The road to hell may indeed be paved with good intentions, but at least it got paved, so I reckon it’s about time my own ‘good intentions’ were placed into some sort of order. That’s why today finds me wandering around the property with a ballpoint and a notepad, diligently documenting what the locals would call desperfecciones. (The rural Spanish are not as easily intimidated as I am. A collapsed roof, a stone wall reduced to rubble, or a half-acre field flooded by a blocked culvert will be casually dismissed by them as a desperfección).
A shorter Spanish word, todo, translates into English as all or everything, which seems ironically appropriate when I look at how my new ToDo list is shaping up.
Extremadura offers two brief windows – one in spring, the other in autumn – when the weather isn’t too extreme to get out and about and work on the finca.
During midwinter the seemingly random arrival of frosts, rain and gales put paid to any construction-related activities. The days being so short, and the terrain becoming a sucky orange bog don’t help, either. El invierno is, however, unmatched in its ability to rot, fade, oxidise, split, seize, crumble or otherwise beat up everything it finds in its path, so by spring there’s always plenty to keep me occupied.
In summer, the heat bakes the ground to pottery, and makes any physical work outside vary between unpleasant and downright dangerous. Each year produces a few sad cases of construction workers being killed, having collapsed beneath the afternoon sun while working somewhere high up. Paints, glues and cement products are already drying as you try in vain to apply them. Don’t even touch stone or metal, unless you’re wearing gloves, if it has spent any time exposed to the sun. So from the moment June arrives, and right on through September, a day classed as ‘productive’ will be one with enough books, shade and cold beer.
Here I am, then, bracing myself for the spring offensive; listing the jobs to be tackled and the materials to be sourced. Once the camino to the property has dried out sufficiently for the lorry to arrive without causing too much damage, I’ll be visiting the ever-helpful local builders’ merchants to ask Antonio to bring sand, gravel, shingle, cement, steel and a list of other odds and ends. The family running the business has become used to this clueless guiri turning up bearing odd samples of materials or bits of broken tools, having no clue what they’re called in Spanish. A dictionary is no help; having never laid a brick before coming to Spain, I’ve no idea what any of this stuff is called in English, either.

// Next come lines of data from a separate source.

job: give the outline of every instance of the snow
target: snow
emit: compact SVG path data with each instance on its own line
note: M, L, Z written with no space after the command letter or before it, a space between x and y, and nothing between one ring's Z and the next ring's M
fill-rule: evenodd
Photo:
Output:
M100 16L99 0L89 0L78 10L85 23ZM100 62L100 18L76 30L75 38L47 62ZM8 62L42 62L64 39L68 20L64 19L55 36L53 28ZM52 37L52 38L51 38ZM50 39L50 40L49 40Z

I’m not short of projects. Among many other examples there’s the terrace, which is (still) waiting to have a cement screed and then tiles laid; a couple of walls are awaiting render and paint; thickets of fast-advancing weeds need to be tamed; the huerta needs to be rotavated, fertilised and planted; irrigation systems wait to be overhauled, and a greenhouse is (still) waiting to be designed and built.
This may all sound very industrious and conscientious. Unfortunately, I know that I’m beaten before I even begin. I’ve already screwed up, because I’m making a list. This is an entirely un-Spanish way to do things, as a neighbour once pointed out to me:
“If you make a list at the start of the day, then sit down in the evening and cross off all the things you’ve done, there’s always the risk that some things will be left,” he said. “Much better to write nothing in the morning. Later, when the day is over, write down all the things you achieved.”
“Then you can cross them all out again and open a beer to celebrate.”
So in that spirit, today’s tasks included:
Write a list of things to do this spring.
Tear It Up.
Sorted. Now somebody pass me a cold one.